Сергей Козлов
Сова-сова
В эти самые лучшие часы, когда солнце уже садится, но еще не наступили сумерки и от деревьев на снегу — длинные глубокие тени, — в эти часы Ёжик садился у окна и мечтал.
То же самое делал Медвежонок.
А у Зайца не было сил мечтать, потому что Заяц просто не мог сидеть на месте.
Вот и сегодня он сперва сбегал к Ёжику, потом — к Медвежонку, и обоих застал сидящими у окна, глядящими в затухающий лес.
— И птицы не поют! — огорчился заяц. — Поговорить не с кем.
Белка сидела у печки с вязанием.
Хомячок съел кашу и теперь пил компот.
Филин еще не проснулся.
И Волк видел последний сон.
«Взойдет луна, вылезет на поляну и — завоет», — подумал Заяц.
Он знал, что Ёжика с медвежонком сейчас трогать нельзя; с Белкой и Хомячком — скучно; и поэтому Заяц один прыгал по остывающему насту и просто не знал, куда себя деть.
С Лисой у Зайца сложились особые отношения, и поэтому он решил сбегать к Лисе.
— Лиса-Лиса, бон суа! — сказал Заяц.
— Бон суа! Добрый вечер, Заяц!
У Лисы была французская бабушка, и она учила Зайца по-французски.
— Коман са ва? Как дела? — спросил Заяц.
— Са ва комси комса. Так себе, — сказала Лиса.

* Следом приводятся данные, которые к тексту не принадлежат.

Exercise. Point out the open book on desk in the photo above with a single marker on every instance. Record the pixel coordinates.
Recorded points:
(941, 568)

— Сова-сова, — обрадовался Заяц. — Так себе.
— Учи, — сказала Лиса.
И Заяц полетел по лесу, повторяя:
— Сова-сова! Сова-сова! Сова-сова!
— Тебе чего? — спросил Филин. — Чего надо?
— Ничего, — сказал Заяц.
— А чего зовешь?
— Я тебя не звал.
— Как же не звал? — рассердился Филин. — Прыгаешь, кричишь: «Сова! Сова!» Это я же!
— Это по-французски — так себе! — сказал Заяц.
— Это я — так себе?
— Нет, это по-французски «так себе», а ты — очень и очень хороший!

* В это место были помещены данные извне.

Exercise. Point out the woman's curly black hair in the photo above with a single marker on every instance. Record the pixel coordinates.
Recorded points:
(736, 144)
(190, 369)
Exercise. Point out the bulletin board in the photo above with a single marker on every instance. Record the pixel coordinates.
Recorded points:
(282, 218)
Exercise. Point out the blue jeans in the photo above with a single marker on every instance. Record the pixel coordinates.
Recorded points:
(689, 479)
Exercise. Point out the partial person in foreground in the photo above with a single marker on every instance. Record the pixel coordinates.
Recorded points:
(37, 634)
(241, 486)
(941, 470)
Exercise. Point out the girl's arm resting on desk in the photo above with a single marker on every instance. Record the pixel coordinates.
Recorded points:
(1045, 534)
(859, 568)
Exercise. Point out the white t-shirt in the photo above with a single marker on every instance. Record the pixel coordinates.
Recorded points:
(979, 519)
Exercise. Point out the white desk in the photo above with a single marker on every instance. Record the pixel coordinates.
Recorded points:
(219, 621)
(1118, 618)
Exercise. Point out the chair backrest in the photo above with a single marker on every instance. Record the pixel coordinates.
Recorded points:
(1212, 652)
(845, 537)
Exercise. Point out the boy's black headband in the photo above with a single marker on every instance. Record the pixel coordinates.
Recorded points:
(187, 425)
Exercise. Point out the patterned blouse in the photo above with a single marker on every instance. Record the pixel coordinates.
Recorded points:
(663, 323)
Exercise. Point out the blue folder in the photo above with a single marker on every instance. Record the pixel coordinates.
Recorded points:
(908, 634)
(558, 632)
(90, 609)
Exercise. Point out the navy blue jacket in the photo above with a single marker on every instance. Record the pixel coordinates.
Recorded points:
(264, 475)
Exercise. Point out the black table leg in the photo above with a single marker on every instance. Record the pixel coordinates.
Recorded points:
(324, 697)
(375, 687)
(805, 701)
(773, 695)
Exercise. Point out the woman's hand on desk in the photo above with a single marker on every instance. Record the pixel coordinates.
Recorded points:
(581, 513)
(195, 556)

— То-то, — сказал Филин. — А что будет по-французски Волк-волк?
— Еще не знаю.
— А Лиса-лиса?
— Надо спросить. Сбегаю и спрошу.
«Сова-Сова!» — пел по дороге к Лисе Заяц и с порога спросил:
— Сова-сова — так себе, а Лиса-лиса?
— Не сова-сова, а са ва комси комса, — сказала Лиса. — А Лиса-лиса — это я, и больше никто.
— А Волк-волк?
— Волк-волк — по-французски ничего не значит.
«И все-таки что-то здесь не так, — зубря «сову-сову» и в третий раз огибая лес, на бегу думал Заяц. — Сова-сова — так себе, значит, а Волк-волк — еще хуже».

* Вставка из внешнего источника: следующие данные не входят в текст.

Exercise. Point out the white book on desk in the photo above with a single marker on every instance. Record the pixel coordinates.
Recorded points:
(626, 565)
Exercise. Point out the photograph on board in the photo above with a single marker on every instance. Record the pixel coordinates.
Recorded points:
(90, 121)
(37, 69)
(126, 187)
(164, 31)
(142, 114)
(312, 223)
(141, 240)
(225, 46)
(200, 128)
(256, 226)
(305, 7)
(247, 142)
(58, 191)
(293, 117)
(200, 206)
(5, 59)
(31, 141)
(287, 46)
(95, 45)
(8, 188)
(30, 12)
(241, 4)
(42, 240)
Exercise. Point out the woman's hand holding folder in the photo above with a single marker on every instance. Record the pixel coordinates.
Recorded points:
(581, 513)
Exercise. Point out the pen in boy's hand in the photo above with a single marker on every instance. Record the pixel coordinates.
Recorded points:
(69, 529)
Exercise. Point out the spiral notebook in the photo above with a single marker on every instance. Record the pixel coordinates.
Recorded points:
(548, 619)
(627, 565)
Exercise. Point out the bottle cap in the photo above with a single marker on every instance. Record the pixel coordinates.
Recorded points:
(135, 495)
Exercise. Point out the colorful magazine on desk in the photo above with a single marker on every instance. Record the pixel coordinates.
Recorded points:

Он до того задумался, к тому же, не переставая вопил «сову-сову», что не заметил Волка.
— Ты кого славишь? — схватил Зайца Волк.
— Сова-сова — так себе! — выпалил Заяц.
— Вот именно! Кому она нужна, твоя Сова? Бегай и кричи: Волк! Волк!
— Что ж мне тебя кричать, когда ты ничего не значишь?
— Я?
— Ну да. Для французов ты — тьфу!
«Неужто Волк для них — ничто?» опечалился Волк. Он так расстроился, что даже отпустил Зайца.
— Совсем, — горько вздохнул Заяц. — Представляешь, Волченька, ты — Волк, а тебя как будто и нет.
— Ничего, Заяц, — сказал Волк. — Это, может, меня у французов нет, у них и леса-то нет. Зато здесь мы с тобой — у-ух!
— Ух! — кивнул Заяц.
— Ну, беги, — потрепал по ушам Зайца Волк. — Тянись к знанию.
И, по-волчьи осклабившись, показал страшные зубы:
— Беги-беги! Учись! Пусть знают наших!
И Заяц, ликуя, помчался по лунному лесу, зовя Сову-сову — хищную птицу, которая, может, там, у французов, и означает ни то ни сё, ни так ни сяк, так себе, а у нас — тихую жуть.